In an effort to improve and enhance your experience using Azure ATP, you can now set alert exclusions that include users, along with other entities such as IP addresses, subnets and computers.

 

For example, for the “Remote code execution attempt” detection, you can set an exclusion that is based on either a list of machines or an administrative account that is privileged to perform such activities. 


User based exclusions were added to the following alerts:

  • Suspected DCSync attack (replication of directory services)
  • User and Group membership reconnaissance (SAMR)
  • Suspicious service creation
  • User and IP Address Reconnaissance (SMB)
  • Remote code execution attempt

 

userexclusion.png

Stay tuned for additional alerts and updates.  As always, your feedback is welcome. 

4 Replies

Hi @Tali Ash

 

We have a proxy service running, with service account svc-proxy, on server DTxxxxxxxx02

These activities generates “User and IP address reconnaissance (SMB)” alerts.

We do not want future alerts.

User_exclusion_before.jpg


We added the svc-proxy to user exclusion “User and IP address reconnaissance (SMB)”

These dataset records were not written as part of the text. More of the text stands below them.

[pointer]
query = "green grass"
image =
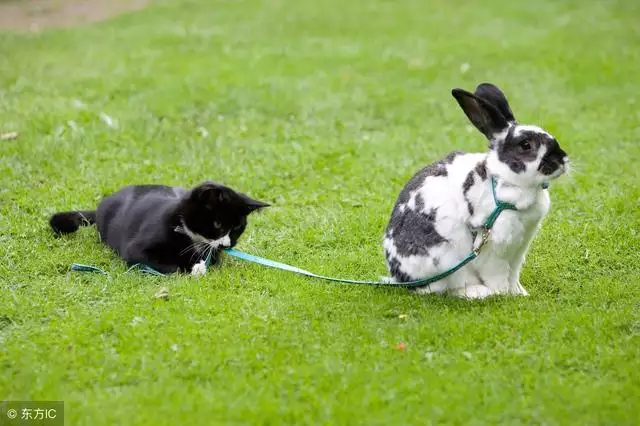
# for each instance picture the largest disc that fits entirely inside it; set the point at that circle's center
(324, 108)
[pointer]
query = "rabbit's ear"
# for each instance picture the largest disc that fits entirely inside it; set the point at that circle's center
(495, 97)
(487, 118)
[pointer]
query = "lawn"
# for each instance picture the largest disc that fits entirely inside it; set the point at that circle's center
(325, 109)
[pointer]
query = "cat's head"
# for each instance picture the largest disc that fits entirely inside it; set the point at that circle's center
(216, 214)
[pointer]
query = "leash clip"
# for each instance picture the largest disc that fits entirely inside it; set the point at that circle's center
(484, 238)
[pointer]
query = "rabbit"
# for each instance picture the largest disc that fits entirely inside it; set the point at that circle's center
(436, 218)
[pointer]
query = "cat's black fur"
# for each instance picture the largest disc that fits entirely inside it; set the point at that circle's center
(167, 228)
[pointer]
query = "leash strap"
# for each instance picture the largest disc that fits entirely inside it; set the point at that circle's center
(283, 266)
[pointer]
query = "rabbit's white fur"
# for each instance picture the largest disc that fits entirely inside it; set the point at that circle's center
(448, 201)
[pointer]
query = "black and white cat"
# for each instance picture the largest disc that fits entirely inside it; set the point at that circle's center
(167, 228)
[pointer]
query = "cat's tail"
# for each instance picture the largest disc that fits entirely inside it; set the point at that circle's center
(68, 222)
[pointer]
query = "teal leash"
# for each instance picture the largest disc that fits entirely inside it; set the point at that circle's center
(486, 232)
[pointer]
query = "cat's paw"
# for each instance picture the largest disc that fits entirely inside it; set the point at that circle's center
(199, 269)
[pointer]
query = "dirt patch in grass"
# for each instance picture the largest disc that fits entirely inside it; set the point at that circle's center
(34, 15)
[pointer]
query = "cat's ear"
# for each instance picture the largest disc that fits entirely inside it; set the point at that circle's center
(252, 205)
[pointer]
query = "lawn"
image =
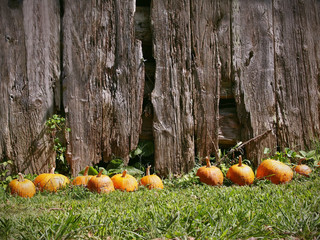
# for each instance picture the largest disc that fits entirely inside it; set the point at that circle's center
(185, 209)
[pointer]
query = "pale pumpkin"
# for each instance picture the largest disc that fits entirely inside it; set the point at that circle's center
(100, 183)
(151, 181)
(82, 180)
(277, 172)
(210, 175)
(240, 174)
(51, 181)
(22, 187)
(124, 182)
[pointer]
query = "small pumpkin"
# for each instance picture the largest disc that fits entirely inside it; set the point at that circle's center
(22, 187)
(240, 174)
(82, 180)
(210, 175)
(125, 182)
(100, 183)
(51, 181)
(277, 172)
(151, 181)
(302, 169)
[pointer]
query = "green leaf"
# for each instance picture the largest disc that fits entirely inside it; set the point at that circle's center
(137, 151)
(266, 151)
(303, 153)
(311, 154)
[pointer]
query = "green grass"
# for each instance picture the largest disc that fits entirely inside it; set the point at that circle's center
(262, 211)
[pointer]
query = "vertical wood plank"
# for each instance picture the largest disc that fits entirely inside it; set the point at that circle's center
(297, 55)
(172, 95)
(253, 69)
(209, 24)
(102, 85)
(29, 70)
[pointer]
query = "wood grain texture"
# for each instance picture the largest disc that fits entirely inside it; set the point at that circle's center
(206, 18)
(297, 56)
(29, 70)
(172, 95)
(253, 69)
(103, 81)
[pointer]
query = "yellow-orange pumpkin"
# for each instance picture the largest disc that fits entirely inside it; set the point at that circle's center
(210, 175)
(240, 174)
(277, 172)
(51, 181)
(125, 182)
(151, 181)
(100, 183)
(82, 180)
(22, 187)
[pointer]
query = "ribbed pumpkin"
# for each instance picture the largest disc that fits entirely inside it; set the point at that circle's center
(124, 182)
(51, 181)
(82, 180)
(100, 183)
(302, 169)
(240, 174)
(210, 175)
(277, 172)
(151, 181)
(22, 187)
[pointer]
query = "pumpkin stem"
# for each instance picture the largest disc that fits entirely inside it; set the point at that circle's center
(100, 173)
(148, 170)
(20, 177)
(86, 171)
(240, 161)
(302, 159)
(208, 161)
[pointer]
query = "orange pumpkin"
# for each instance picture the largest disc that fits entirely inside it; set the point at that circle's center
(22, 187)
(100, 183)
(82, 180)
(210, 175)
(125, 182)
(240, 174)
(302, 169)
(151, 181)
(277, 172)
(51, 181)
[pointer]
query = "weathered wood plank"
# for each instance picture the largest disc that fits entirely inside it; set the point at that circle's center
(103, 84)
(205, 18)
(253, 66)
(172, 95)
(297, 58)
(29, 69)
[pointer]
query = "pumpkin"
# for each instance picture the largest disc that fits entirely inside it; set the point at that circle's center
(277, 172)
(100, 183)
(303, 169)
(51, 181)
(240, 174)
(22, 187)
(210, 175)
(125, 182)
(151, 181)
(82, 180)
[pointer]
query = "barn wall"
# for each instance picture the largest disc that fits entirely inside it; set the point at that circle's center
(218, 72)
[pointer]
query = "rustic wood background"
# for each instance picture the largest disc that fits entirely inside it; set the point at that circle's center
(192, 76)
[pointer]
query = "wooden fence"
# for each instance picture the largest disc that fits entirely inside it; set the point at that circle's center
(190, 75)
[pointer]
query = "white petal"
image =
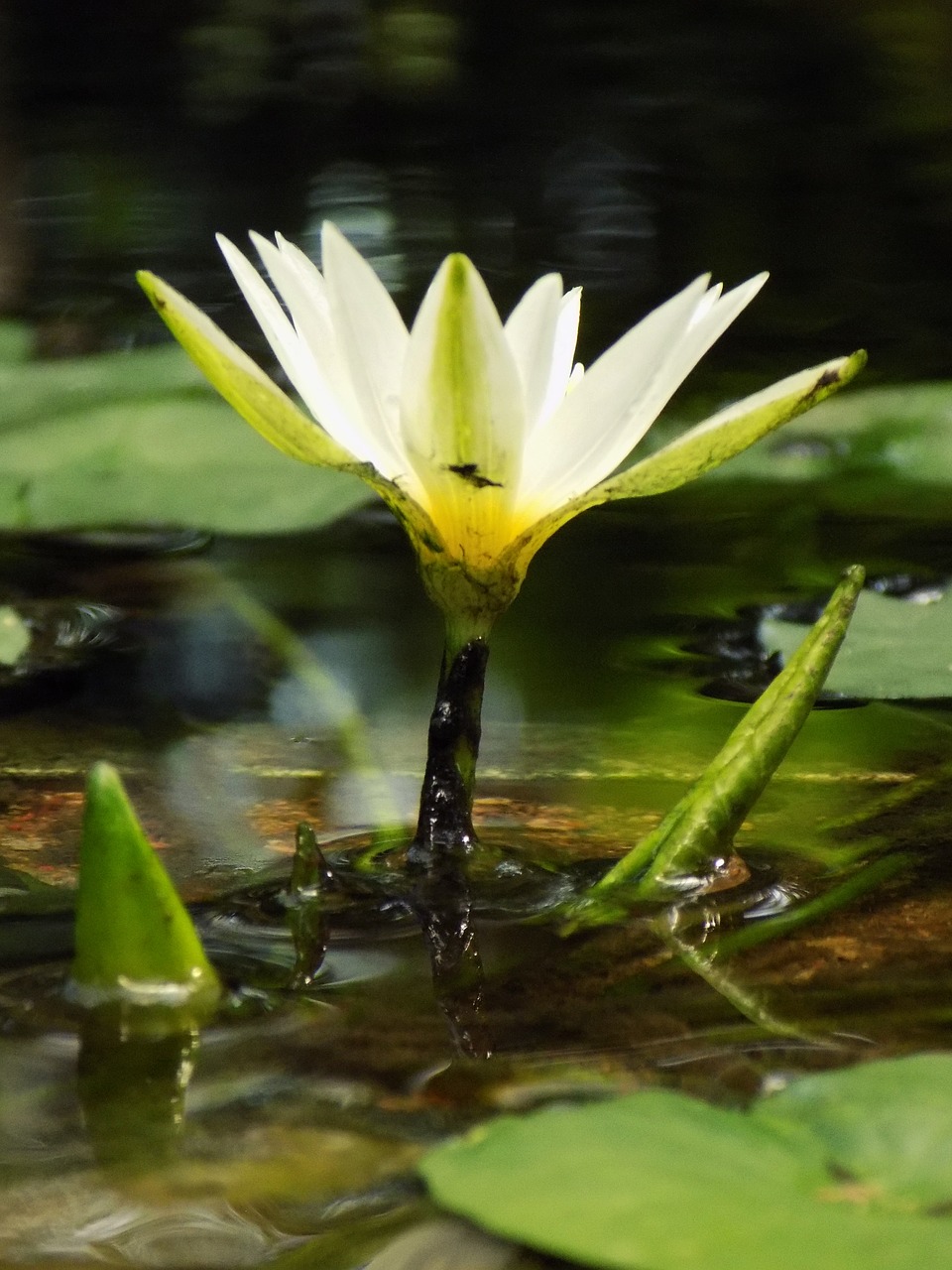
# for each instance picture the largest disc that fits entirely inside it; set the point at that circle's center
(371, 334)
(563, 353)
(462, 411)
(595, 412)
(626, 389)
(293, 354)
(303, 291)
(531, 333)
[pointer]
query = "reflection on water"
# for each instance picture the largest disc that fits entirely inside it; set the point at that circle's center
(629, 146)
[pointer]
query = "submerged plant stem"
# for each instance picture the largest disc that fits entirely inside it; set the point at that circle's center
(453, 744)
(444, 839)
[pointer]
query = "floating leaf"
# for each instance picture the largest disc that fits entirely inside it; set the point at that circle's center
(841, 1170)
(139, 439)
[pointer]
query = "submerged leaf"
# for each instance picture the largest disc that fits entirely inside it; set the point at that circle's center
(660, 1182)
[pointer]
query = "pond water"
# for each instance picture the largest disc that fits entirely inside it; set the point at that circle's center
(627, 149)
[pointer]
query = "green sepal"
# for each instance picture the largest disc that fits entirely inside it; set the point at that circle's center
(244, 385)
(730, 431)
(137, 952)
(705, 821)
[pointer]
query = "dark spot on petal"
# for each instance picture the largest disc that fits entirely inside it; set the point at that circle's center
(471, 474)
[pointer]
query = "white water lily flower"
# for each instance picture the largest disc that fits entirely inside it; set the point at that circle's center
(483, 436)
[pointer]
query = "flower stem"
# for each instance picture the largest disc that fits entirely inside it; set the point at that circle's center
(445, 799)
(444, 838)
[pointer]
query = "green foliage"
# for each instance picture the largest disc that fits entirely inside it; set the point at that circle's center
(895, 649)
(136, 947)
(705, 821)
(843, 1169)
(135, 439)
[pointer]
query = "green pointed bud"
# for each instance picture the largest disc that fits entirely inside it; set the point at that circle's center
(137, 952)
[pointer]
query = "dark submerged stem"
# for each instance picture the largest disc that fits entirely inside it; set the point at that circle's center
(453, 746)
(444, 838)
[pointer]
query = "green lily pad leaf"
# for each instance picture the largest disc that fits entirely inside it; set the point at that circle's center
(660, 1182)
(895, 648)
(137, 439)
(137, 952)
(889, 1125)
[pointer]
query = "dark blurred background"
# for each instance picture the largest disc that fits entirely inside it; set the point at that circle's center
(629, 144)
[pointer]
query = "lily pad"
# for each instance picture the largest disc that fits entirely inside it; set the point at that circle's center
(895, 649)
(134, 439)
(846, 1169)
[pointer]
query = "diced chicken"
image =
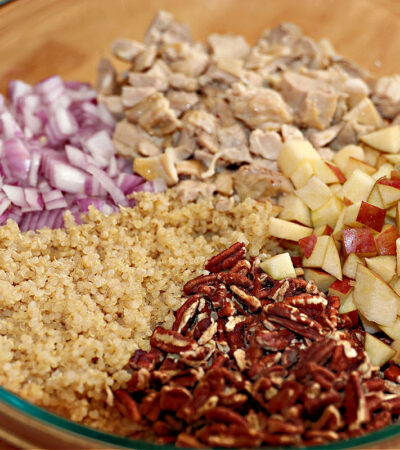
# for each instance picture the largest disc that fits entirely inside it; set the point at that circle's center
(161, 166)
(157, 77)
(126, 50)
(224, 183)
(145, 59)
(364, 113)
(180, 81)
(386, 96)
(313, 100)
(190, 167)
(260, 183)
(289, 132)
(131, 141)
(154, 115)
(201, 121)
(182, 101)
(356, 89)
(191, 60)
(191, 190)
(133, 95)
(106, 78)
(233, 136)
(164, 30)
(266, 144)
(187, 140)
(113, 104)
(326, 153)
(208, 141)
(255, 106)
(228, 46)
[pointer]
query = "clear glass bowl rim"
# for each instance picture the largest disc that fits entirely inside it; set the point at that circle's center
(66, 426)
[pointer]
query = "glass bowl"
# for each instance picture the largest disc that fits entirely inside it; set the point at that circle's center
(46, 37)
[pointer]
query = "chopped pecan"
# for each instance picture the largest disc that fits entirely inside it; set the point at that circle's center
(171, 341)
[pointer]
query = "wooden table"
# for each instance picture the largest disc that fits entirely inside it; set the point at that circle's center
(43, 37)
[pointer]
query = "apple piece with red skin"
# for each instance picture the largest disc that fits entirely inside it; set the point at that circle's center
(359, 241)
(389, 190)
(341, 288)
(307, 244)
(353, 316)
(386, 240)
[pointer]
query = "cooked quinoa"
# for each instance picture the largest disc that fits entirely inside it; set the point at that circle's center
(76, 302)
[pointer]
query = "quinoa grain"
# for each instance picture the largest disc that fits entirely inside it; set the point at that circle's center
(77, 302)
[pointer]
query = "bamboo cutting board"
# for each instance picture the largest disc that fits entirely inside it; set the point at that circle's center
(39, 38)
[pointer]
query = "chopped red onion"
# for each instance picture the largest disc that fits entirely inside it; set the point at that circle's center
(56, 153)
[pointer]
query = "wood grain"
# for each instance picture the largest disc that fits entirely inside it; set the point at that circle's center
(43, 37)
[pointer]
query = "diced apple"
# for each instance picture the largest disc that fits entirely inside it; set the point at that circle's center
(341, 157)
(323, 230)
(328, 172)
(347, 304)
(392, 212)
(341, 288)
(307, 244)
(395, 283)
(354, 163)
(389, 191)
(293, 152)
(384, 171)
(374, 298)
(287, 230)
(359, 241)
(374, 197)
(386, 140)
(378, 352)
(357, 187)
(385, 266)
(371, 216)
(350, 265)
(331, 262)
(294, 209)
(315, 193)
(398, 255)
(279, 267)
(302, 174)
(394, 330)
(371, 156)
(386, 240)
(395, 345)
(335, 188)
(337, 231)
(328, 213)
(369, 327)
(322, 279)
(351, 214)
(393, 159)
(317, 256)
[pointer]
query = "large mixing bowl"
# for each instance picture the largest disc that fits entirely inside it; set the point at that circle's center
(43, 37)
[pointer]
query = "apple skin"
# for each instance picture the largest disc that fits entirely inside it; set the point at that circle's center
(344, 286)
(389, 182)
(371, 216)
(386, 241)
(339, 174)
(307, 244)
(353, 316)
(296, 260)
(359, 241)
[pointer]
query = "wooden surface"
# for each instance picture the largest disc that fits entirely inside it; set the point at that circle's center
(43, 37)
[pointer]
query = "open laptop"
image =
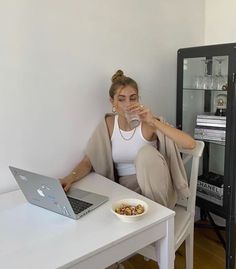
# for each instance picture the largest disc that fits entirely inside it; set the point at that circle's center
(48, 193)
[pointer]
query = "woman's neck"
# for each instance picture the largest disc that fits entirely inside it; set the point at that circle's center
(123, 123)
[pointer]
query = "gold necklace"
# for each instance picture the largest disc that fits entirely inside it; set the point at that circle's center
(127, 139)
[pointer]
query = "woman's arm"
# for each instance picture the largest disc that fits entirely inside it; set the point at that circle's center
(81, 170)
(182, 139)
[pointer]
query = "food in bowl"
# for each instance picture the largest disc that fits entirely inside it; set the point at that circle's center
(130, 209)
(126, 209)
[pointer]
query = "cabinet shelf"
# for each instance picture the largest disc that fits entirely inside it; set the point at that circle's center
(209, 90)
(213, 142)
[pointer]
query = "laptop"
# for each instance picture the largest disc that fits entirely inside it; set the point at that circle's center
(48, 193)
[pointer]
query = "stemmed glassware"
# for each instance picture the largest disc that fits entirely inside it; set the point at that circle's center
(220, 80)
(207, 81)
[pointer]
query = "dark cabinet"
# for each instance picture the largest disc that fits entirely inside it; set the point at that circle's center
(206, 109)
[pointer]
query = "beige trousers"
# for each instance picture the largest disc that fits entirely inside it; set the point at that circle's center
(152, 177)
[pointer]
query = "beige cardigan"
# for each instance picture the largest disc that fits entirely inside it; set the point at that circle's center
(99, 153)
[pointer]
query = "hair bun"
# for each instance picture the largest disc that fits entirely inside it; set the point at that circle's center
(119, 75)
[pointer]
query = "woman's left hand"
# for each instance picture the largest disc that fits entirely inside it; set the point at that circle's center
(143, 112)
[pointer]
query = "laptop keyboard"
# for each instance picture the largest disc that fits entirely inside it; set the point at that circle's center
(78, 205)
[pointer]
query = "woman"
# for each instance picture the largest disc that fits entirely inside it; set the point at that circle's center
(145, 158)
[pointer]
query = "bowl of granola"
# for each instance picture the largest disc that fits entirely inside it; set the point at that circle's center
(130, 210)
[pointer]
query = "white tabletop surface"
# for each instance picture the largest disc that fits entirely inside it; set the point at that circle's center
(32, 237)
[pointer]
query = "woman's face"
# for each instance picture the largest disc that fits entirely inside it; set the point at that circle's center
(123, 98)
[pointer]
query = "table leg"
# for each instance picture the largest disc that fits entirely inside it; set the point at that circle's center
(165, 247)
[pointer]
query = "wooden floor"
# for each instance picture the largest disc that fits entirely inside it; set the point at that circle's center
(208, 254)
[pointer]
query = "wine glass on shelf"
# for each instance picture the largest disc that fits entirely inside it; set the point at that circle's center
(207, 80)
(220, 80)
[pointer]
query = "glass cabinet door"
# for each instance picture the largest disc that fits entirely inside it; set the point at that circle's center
(206, 109)
(205, 85)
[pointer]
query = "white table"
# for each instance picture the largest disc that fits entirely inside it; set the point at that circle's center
(32, 237)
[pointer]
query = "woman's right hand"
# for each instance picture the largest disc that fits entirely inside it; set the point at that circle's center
(66, 182)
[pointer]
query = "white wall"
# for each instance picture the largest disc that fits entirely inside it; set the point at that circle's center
(220, 21)
(57, 58)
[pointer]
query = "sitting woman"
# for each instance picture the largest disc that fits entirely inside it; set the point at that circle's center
(144, 158)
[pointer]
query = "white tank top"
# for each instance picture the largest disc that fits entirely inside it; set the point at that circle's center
(125, 146)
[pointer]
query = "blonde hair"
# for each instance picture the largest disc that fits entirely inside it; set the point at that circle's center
(119, 81)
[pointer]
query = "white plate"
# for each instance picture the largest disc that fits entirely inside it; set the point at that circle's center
(131, 202)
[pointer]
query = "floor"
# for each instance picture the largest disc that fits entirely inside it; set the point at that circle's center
(208, 254)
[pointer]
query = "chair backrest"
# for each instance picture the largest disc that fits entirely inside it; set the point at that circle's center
(193, 155)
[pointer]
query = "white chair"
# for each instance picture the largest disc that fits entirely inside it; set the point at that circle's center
(185, 211)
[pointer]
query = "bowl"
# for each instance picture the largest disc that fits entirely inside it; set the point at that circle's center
(130, 202)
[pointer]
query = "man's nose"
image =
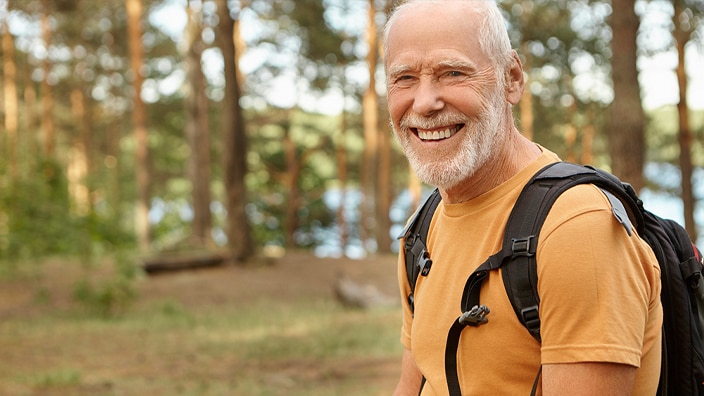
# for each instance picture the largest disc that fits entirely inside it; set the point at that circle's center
(428, 98)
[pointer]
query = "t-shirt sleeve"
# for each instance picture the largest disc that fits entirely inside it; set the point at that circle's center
(596, 283)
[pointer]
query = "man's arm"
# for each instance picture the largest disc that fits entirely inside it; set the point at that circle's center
(411, 377)
(588, 379)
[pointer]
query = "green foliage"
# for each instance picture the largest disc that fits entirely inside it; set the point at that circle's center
(111, 295)
(37, 219)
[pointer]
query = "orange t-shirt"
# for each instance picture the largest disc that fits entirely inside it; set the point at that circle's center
(599, 291)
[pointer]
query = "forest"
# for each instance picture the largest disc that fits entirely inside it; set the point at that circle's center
(150, 126)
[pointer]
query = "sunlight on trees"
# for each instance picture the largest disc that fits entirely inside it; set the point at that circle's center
(274, 142)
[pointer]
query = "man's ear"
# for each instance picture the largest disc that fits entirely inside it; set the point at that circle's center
(515, 80)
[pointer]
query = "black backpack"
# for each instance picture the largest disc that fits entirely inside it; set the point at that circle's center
(682, 295)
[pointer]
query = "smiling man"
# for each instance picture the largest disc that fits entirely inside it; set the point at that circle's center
(452, 80)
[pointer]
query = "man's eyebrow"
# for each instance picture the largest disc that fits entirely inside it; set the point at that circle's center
(455, 64)
(398, 69)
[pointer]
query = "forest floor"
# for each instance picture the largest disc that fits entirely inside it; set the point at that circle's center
(261, 329)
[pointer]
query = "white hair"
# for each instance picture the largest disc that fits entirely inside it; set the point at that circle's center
(493, 35)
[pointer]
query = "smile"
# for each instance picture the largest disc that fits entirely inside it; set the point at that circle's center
(438, 134)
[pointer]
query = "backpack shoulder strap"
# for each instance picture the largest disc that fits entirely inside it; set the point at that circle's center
(519, 269)
(415, 234)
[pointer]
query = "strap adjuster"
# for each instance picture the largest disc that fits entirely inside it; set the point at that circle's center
(523, 246)
(531, 318)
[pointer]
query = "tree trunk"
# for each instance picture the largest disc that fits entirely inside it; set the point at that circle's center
(526, 103)
(235, 142)
(341, 158)
(139, 122)
(626, 136)
(197, 132)
(682, 35)
(371, 144)
(383, 192)
(47, 95)
(77, 172)
(292, 173)
(11, 101)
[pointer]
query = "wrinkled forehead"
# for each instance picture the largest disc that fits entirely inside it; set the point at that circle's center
(424, 27)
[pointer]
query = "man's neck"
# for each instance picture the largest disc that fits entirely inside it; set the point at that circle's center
(513, 156)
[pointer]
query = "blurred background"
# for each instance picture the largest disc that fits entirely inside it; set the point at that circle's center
(149, 124)
(142, 137)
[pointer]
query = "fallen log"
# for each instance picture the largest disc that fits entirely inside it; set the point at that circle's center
(182, 261)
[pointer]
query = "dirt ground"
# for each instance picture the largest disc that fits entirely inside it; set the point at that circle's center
(296, 275)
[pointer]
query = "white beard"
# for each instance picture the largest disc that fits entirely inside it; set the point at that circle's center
(480, 140)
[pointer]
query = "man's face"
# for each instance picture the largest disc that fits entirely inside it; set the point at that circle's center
(445, 107)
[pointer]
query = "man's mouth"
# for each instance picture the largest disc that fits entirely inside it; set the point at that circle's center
(437, 134)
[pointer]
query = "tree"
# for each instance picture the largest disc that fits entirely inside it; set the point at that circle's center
(139, 121)
(197, 130)
(10, 98)
(626, 129)
(235, 143)
(684, 21)
(47, 95)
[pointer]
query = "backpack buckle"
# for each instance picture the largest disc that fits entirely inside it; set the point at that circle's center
(531, 319)
(523, 246)
(475, 316)
(424, 263)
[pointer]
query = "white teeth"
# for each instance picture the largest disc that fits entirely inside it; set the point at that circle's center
(437, 135)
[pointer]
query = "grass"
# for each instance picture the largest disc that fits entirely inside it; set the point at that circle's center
(268, 347)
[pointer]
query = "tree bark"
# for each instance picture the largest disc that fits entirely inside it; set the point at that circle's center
(11, 101)
(47, 95)
(682, 34)
(235, 142)
(370, 105)
(197, 132)
(139, 123)
(626, 131)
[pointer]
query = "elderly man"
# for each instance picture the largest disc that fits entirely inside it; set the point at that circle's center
(452, 79)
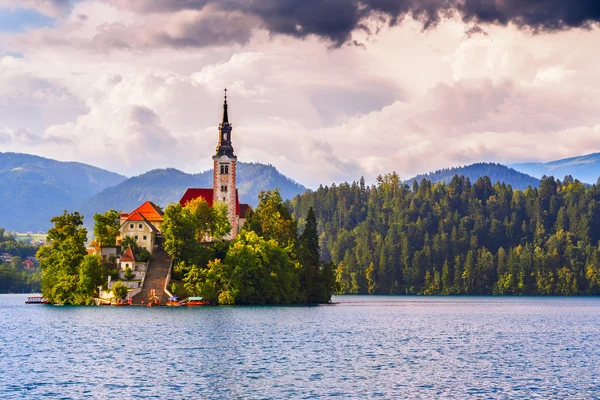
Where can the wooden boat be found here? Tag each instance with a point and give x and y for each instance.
(36, 300)
(174, 302)
(197, 301)
(102, 302)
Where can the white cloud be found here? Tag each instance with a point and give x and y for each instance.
(409, 101)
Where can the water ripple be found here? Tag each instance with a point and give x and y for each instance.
(362, 347)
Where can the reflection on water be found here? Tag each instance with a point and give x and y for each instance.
(361, 347)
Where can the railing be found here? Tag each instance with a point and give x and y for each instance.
(168, 280)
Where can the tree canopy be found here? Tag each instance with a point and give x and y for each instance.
(458, 238)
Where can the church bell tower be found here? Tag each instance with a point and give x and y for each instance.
(224, 185)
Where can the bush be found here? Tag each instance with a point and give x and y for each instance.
(129, 274)
(119, 290)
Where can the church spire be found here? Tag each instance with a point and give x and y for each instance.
(224, 147)
(225, 116)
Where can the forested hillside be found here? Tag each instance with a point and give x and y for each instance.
(33, 189)
(164, 186)
(496, 173)
(459, 238)
(585, 168)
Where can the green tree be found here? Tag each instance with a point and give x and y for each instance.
(106, 228)
(61, 259)
(119, 290)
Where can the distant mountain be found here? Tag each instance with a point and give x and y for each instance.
(33, 189)
(585, 168)
(496, 172)
(164, 186)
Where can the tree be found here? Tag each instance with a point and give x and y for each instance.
(119, 290)
(61, 259)
(272, 221)
(106, 228)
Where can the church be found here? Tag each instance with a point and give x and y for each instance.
(224, 179)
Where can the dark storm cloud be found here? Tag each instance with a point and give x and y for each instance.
(335, 20)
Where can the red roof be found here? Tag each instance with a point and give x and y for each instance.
(135, 216)
(128, 255)
(193, 193)
(150, 211)
(207, 194)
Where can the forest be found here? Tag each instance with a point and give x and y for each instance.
(13, 277)
(269, 262)
(458, 237)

After we closed the alert, we still get alerts "An actor on DTxxxxxxxx02 enumerated SMB sessions on..."
In the evidence details it shows An actor = svc-proxy

User_exclusion_after.jpg

Why do we still get these alerts after we excluded the user?
It seems the user only based exclusion for alerts is not working...

Remark: if we exclude both the user "svc-proxy" and computer "DTxxxxxxxx02" it works fine, no more alerts. But we don't want to exclude the computer too.

When looking at the evidence timestamps (Jan 5) , did they happen after you excluded by the user ?
The timestamp is 1st May.
Yes, they happen after I excluded the user and closed the previous alert.
The content of the new alert changed from "svc-proxy on" to "An actor on".

@DanPan Please open a support case, export the alert data to excel and share  with support.
Generally, if you excluded the user account and indeed it was the same user that did this, we should not have reopened this alert.
Note that in some cases we cannot tell who the user is, depending on exact traffic type, so in this case if the machine was not excluded, we will still fire the alert based on the machine.